Seis días antes de la Pascua, fue Jesús a Betania, donde vivía Lázaro, a quien había resucitado de entre los muertos. Allí le ofrecieron una cena: Marta servía y Lázaro era uno de los que estaban con él en la mesa. María tomó una libra de perfume de nardo, auténtico y costoso, le ungió a Jesús los pies y se los enjugó con su cabellera. Y la casa se llenó de la fragancia del perfume. Judas Iscariote, uno de sus discípulos, el que lo iba a entregar, dice: ¿Por qué no se ha vendido este perfume por trescientos denarios para dárselos a los pobres? (Esto lo dijo no porque le importasen los pobres, sino porque era un ladrón; y como tenía la bolsa llevaba lo que iban echando) Entonces Jesús dijo: Déjala: lo tenía guardado para el día de mi sepultura; porque a los pobres los tenéis con vosotros, pero a mí no siempre me tenéis. Una muchedumbre de Judíos se enteró de que estaba allí y fueron no sólo por Jesús, sino también para ver a Lázaro, al que había resucitado de entre los muertos. Los sumos sacerdotes decidieron matar también a Lázaro, porque muchos judíos, por su causa, se les iban y creían en Jesús.
Reflexión:
Durante estos días que comenzamos la Semana Santa vamos a ir escuchando en la Primera Lectura los cuatro cánticos del siervo sufriente.

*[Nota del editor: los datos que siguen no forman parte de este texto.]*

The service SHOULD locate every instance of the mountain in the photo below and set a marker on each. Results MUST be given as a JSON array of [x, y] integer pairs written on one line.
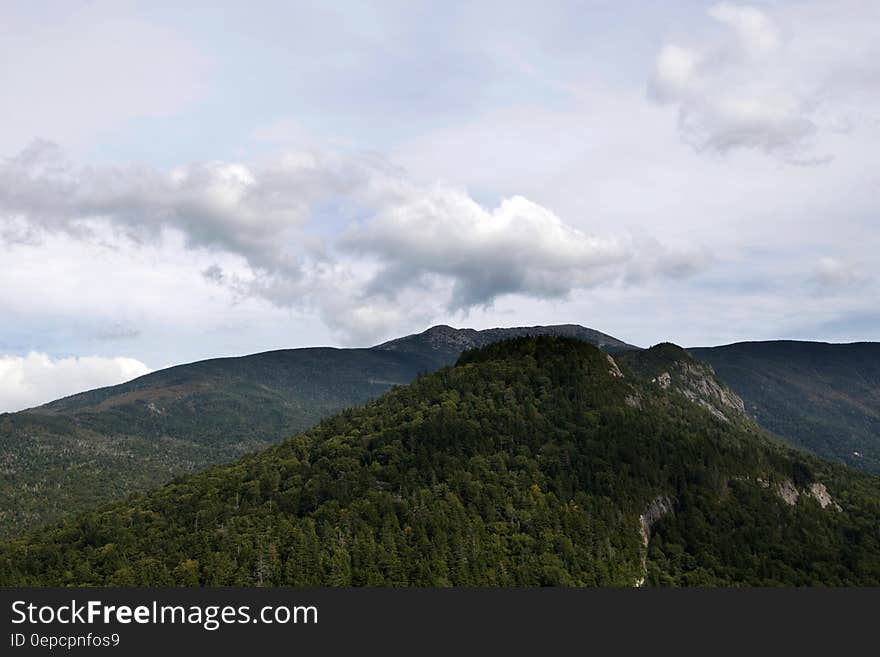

Son profecías que nos van anunciando quién es el Señor y nos van describiendo también cómo es su corazón, qué hay en el corazón del Señor y nos van a evidenciar el día de hoy una de las características más importantes del Señor, su misericordia.
Jesús no ha venido a condenar, sino ha venido a salvar lo que estaba perdido. Dice la Primera Lectura: “no quebrará la caña resquebrajada, la mecha humeante no la apagará”. Y es que Jesús no ha venido a condenar al pecador, no ha venido a señalar al que se ha caído. Más bien ha venido a perdonar.
La mecha que ya está casi por apagarse, no ha venido a terminar de extinguirla. Sino por el contrario, ha venido a darle esperanza y a encenderla nuevamente con su misericordia. La caña resquebrajada no ha venido a terminar de romperla apoyando su peso sobre ella, sino ha venido a curarla.
Jesús con su misericordia ha venido a traernos la esperanza, a enseñarnos que podemos confiar en Él. Por eso dice el salmo que hemos leído hoy: “El Señor es mi luz y mi salvación, ¿a quién temeré? El Señor es la defensa de mi vida, ¿quién me hará temblar?”.
Eso es lo que María ha experimentado el día de hoy en el Evangelio que hemos leído. Ha experimentado el amor, la misericordia y la condescendencia de Dios.
Hace muy pocos días, Jesús acaba de resucitar a su hermano Lázaro y en muestra de gratitud invitan a Jesús a su casa a cenar y María realiza un gesto realmente hermoso. Unge con un perfume carísimo los pies del Señor. “Un valor de trescientos denarios”, dice Judas.
Es decir, esto era el salario de todo un año debido a un obrero y digo que es bellísimo porque expresa lo grande e infinita que es la misericordia de Dios. Realmente vemos que no tiene precio.
Cuando alguien ha experimentado la grandeza de su amor, descubre que es una medida que sobrepasa todo lo humano. Probablemente en la memoria de María resonaban las palabras del salmista: “¿Cómo pagaré al Señor todo el bien que me ha hecho?”.
No hay medida, ¿cómo podré pagárselo al Señor? Humanamente no hay medida que sea suficiente. Su misericordia es infinita. En esta Semana Santa tengamos como María también un corazón agradecido. Que la gratitud a Dios inflame el amor de nuestro corazón.
Ofrezcámosle también al Señor el buen perfume de nuestras obras buenas, de nuestra caridad, de nuestra misericordia y que este amor inunde también con su fragancia toda la habitación a todas las personas que están con nosotros.